From Warner Bros. Pictures and director James Wan comes “Aquaman,” the origin story of half-surface dweller, half-Atlantean Arthur Curry that takes him on the journey of his lifetime—one that will not only force him to face who he really is, but to discover if he is worthy of who he was born to be…a king. The action-packed adventure spans the vast, visually breathtaking underwater world of the seven seas, and stars Jason Momoa in the title role.
The film also stars Amber Heard as Mera, a fierce warrior and Aquaman’s ally throughout his journey; Oscar nominee Willem Dafoe as Vulko, council to the Atlantean throne; Patrick Wilson as Orm, the present King of Atlantis; Dolph Lundgren as Nereus, King of the Atlantean tribe Xebel; Yahya Abdul-Mateen II as the revenge-seeking Black Manta; and Oscar winner Nicole Kidman as Arthur’s mom, Atlanna. Also featured are Ludi Lin as Captain Murk, an Atlantean Commando, and Temuera Morrison as Arthur’s dad, Tom Curry.
In “Aquaman,” Arthur Curry’s quest to unite two worlds begins with a challenge that will test both his strength and the courage of his convictions: to retrieve the Lost Trident of Atlan. Only the true King of Atlantis can wield it, but to even find it he must partner with Mera, Princess of the ocean kingdom of Xebel, on a treacherous journey over land and sea.
The first hurdle Arthur must overcome is his own disinterest in being the solution to anyone’s problem—be it the Atlanteans’ or mankind’s. Up until now, he’s been satisfied operating as something of a super powerful lone wolf, choosing his own waterborne battles and avoiding involvement in any sort of global civil war.
Visionary director/co-writer James Wan was excited to undertake the first standalone feature for this complex character. “Aquaman is a very powerful guy and can handle action on a god-like scale. But what I love most about him is that what drives him comes from a very human place,” he says. “To me, the most important thing is the story I’m telling and that audiences care about the characters and want to go along on their adventure.”
Titular star Jason Momoa underscores his character’s relatability by deftly masking Arthur’s vulnerabilities and playing up his tough, sarcastic side, bringing his unique brand of humor to this new kind of DC Super Hero. “The script had this beautiful origin story that follows a child as he gets his powers, and ultimately goes on a man’s journey to becoming a king. But there was definitely a lighter side to him throughout, even as he goes in and fights for his life in James’s incredibly cool underwater galaxy war,” Momoa relates.
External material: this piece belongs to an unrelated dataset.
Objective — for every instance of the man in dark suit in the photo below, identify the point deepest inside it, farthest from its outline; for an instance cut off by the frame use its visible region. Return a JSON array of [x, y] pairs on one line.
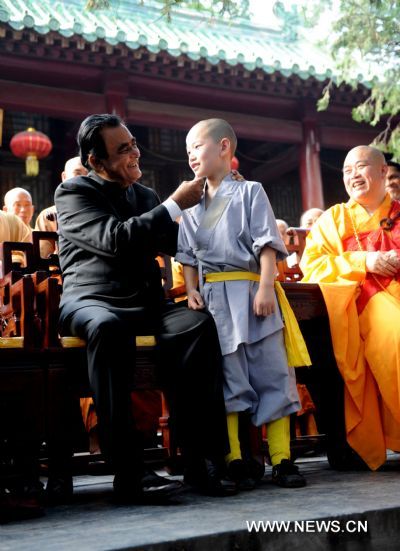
[[111, 229]]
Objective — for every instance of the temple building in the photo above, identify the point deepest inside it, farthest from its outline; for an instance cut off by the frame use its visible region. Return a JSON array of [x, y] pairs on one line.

While Aquaman was introduced to comic book readers in 1941, the story told in the film, written by Wan and executive producer Geoff Johns, was largely inspired by Johns’ Aquaman comic from The New 52, a 2011 series in which DC relaunched its Super Hero line. “Geoff has a tremendous breadth of knowledge when it comes to the history of Aquaman, and all the DC Super Heroes,” Safran notes. “He was eager to collaborate with James to tell the version of Arthur’s story we wanted to tell.”
Johns observes, “Arthur grew up on land and never knew about his heritage until years later, when he went to Atlantis and discovered this amazing underwater society, the mysteries of the oceans and creatures of different races, beings that live right here on Earth but are as alien as creatures from outer space. James saw that and realized that Aquaman—who brings with him a great story about someone trying to find his lineage and embrace his heritage—also comes with the environment that he inhabits, which goes for every DC character. Every one of the icons in the DC universe has this expansive canvas that their stories are painted across, and James had an inspired vision of how to translate Aquaman’s fantastical world to the big screen.”